The Cone Heel Is Back for Fall—Meet Its Inventor, Maud Frizon
Though Frizon and her husband sold their namesake company in 1999, the legacy of the brand is still active on many levels. Sarah Jessica Parker cited Frizon as an inspiration for developing her own label, and the French woman’s designer roller skates predate this season’s YSL novelties by decades. The outsize careers of Manolo Blahnik and Christian Louboutin also largely adhere to the template set by Frizon’s runaway success, of which some of the markers were a castle in Loire Valley, a Deco-filled Manhattan pied-à-terre with wraparound windows, and a helicopter license—all catnip for journalists. “Not since Cinderella has a woman caused as much to-do about shoes as Maud Frizon. Not even Imelda Marcos,” gushed The Miami Herald in 1986. Five years earlier, in 1981, Andy Warhol dedicated a diary entry to stalking Cher at Frizon’s Upper East Side boutique, a popular outpost of the era’s “get set.”
Danielle Maud Frizon’s shoe story began in 1941, when she was born in Paris, to a French father and English mother, with a special attribute: “I have,” Frizon once explained, “a perfect foot.” From a young age Frizon was shoe obsessed. “It’s a sickness,” she told People in 1980, “and I’ve never been cured.” A tall brunette with sculpted cheekbones, Frizon started modeling after high school, parading for the likes of Christian Dior, Jean Patou, and André Courrèges. She also showed shoes for André Perugia, the famous bottier for whom her first husband, François Villon de Benveniste, worked. On the phone from France earlier this week, Frizon explained that it was while touring shoe factories that she thought she could do her own collection. “My inspiration was really to see the workmanship and how they made the shoes,” she said.

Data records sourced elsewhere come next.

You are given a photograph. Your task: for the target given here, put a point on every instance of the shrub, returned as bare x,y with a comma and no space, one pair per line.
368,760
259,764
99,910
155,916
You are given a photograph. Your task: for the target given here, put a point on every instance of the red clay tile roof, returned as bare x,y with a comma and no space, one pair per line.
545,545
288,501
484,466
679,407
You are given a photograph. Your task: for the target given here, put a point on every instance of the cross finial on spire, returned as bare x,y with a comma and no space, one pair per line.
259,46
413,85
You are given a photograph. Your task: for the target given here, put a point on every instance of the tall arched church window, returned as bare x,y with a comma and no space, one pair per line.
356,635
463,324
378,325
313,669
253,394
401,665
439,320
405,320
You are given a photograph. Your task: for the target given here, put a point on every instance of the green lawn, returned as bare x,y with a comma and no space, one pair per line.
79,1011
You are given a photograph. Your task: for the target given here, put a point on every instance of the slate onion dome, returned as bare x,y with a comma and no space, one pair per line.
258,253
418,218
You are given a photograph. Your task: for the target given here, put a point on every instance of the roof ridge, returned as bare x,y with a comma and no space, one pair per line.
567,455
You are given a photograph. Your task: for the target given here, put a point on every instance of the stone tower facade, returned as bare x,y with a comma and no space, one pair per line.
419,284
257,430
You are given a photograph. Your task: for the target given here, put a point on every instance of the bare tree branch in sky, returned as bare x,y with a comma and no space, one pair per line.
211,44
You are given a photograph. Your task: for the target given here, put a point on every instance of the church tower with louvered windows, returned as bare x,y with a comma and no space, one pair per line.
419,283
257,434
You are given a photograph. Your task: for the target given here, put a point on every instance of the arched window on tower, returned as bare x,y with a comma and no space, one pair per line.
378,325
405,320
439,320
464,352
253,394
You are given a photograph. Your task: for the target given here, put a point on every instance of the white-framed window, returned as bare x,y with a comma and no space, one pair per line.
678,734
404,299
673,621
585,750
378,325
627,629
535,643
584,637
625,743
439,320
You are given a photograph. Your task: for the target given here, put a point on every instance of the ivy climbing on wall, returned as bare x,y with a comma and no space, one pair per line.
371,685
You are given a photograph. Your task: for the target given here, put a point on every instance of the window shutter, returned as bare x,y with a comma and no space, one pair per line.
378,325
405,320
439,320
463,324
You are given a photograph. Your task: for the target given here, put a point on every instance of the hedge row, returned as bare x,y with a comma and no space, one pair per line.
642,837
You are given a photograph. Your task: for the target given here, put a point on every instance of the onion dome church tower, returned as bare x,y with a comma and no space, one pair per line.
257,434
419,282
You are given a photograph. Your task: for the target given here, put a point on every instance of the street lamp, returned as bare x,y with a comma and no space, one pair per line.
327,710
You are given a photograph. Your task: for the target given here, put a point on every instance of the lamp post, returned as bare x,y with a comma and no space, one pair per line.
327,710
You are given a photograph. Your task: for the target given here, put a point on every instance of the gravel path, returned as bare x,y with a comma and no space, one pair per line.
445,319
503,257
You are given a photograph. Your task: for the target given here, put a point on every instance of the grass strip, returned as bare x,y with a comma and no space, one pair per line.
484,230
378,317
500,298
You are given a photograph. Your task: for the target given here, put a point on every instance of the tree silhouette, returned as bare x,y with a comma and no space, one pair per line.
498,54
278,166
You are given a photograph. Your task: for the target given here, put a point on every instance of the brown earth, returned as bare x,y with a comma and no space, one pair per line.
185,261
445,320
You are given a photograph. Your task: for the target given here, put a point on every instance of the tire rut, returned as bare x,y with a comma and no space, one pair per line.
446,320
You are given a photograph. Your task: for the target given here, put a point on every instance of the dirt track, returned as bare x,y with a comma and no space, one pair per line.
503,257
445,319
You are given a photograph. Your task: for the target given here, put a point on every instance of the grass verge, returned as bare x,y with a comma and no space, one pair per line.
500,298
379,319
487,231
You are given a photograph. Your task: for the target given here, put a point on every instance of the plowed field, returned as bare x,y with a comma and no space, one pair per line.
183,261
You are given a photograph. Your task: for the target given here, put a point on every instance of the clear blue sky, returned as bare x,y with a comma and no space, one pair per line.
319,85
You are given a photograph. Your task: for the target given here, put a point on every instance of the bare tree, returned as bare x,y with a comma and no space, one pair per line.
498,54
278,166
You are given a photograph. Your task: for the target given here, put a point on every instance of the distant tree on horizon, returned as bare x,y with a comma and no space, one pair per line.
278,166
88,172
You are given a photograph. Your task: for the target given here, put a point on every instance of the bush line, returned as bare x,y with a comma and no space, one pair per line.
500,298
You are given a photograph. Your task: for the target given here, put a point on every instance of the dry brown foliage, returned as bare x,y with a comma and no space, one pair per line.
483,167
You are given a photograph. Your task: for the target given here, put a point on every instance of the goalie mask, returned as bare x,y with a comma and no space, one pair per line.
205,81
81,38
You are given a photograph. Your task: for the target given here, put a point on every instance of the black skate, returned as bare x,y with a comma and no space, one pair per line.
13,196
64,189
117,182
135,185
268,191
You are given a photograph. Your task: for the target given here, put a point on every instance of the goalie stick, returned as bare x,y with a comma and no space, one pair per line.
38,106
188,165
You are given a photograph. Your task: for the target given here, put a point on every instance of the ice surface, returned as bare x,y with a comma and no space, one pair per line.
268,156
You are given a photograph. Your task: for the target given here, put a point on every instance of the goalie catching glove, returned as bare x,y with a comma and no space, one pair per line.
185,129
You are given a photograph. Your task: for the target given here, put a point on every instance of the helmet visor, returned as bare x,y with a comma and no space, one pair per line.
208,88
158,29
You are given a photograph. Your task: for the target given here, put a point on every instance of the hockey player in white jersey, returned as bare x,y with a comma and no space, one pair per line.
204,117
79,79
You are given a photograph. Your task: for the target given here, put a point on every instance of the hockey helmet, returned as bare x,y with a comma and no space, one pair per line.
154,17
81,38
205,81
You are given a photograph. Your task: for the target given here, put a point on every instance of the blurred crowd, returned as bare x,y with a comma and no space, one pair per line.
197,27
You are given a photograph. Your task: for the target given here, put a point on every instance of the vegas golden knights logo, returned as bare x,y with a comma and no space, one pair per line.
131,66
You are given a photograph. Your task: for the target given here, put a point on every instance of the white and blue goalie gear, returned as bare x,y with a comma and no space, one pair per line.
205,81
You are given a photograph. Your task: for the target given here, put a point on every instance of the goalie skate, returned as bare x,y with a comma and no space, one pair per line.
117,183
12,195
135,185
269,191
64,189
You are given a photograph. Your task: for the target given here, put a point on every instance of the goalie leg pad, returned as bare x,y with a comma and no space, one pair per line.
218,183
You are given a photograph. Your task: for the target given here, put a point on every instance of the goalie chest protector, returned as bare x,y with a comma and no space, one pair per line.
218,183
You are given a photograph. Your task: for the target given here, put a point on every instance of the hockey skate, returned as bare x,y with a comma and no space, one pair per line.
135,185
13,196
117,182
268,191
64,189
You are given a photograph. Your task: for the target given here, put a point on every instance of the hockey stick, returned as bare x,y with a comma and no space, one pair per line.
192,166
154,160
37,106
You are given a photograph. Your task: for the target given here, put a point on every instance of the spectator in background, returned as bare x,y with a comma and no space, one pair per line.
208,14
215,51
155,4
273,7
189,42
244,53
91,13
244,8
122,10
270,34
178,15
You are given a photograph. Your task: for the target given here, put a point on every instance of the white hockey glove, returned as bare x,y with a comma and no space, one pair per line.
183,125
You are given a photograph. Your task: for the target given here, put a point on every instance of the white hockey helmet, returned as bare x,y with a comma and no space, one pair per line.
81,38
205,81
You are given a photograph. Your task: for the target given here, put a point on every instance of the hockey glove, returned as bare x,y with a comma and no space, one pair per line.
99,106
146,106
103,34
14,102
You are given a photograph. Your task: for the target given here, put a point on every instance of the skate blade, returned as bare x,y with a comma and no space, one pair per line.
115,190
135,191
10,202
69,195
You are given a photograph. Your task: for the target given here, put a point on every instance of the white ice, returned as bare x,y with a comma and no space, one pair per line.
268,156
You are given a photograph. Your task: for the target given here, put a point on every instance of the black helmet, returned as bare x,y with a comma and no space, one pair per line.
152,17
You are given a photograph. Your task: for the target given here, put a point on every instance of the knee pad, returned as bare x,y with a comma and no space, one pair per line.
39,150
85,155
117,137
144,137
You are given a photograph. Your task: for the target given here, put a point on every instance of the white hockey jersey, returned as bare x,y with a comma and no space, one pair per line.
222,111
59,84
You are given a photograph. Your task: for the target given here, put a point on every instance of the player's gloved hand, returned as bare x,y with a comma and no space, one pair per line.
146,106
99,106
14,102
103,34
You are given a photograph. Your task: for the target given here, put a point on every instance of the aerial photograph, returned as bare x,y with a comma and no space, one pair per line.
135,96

Concept became reality in 1969 when, on the Rue des Saints-Pères, Frizon and her second husband, Italian shoe manufacturer Luigi “Gigi” DeMarco, launched their namesake line of handcrafted shoes. Brigitte Bardot is said to have been a fan of Frizon’s high red leather boots that worked so well with leg-baring minis. From the start, color and materials were central to Frizon’s aesthetic. “I have no rules about shoe design,” Frizon said in a 1979 interview. “I just love everything bright. I feel the same way about dressing. There should be no rules. Everything is so much more fun when you mix.” Perhaps it was this open attitude that attracted fellow Left Bank habitué Sonia Rykiel to ask Frizon to design runway shoes for her collections. Claude Montana, Azzedine Alaïa, and others would follow suit, making Frizon’s label closely associated with fashion and trends. “Having been a model for the haute couture in Paris,” Frizon told me, “I had this background of couture, if I may say.”
As magical and eye-catching as Frizon’s shoes were, they were never frivolous despite their decorative aspects. Although the designer said that an interesting shoe must have “something a little bit crazy about it,” she was fixated on craftsmanship. “For me, shoes are an architecture,” said Frizon. “I have always had with all my shoes a preference for the heel. [And] the cone heel for me was really something interesting. It was like an architectural project. With a classic pump [the cone heel] is perfect, because it takes all the importance.”
The point being, the cone heel is a savvy investment for fall—and beyond.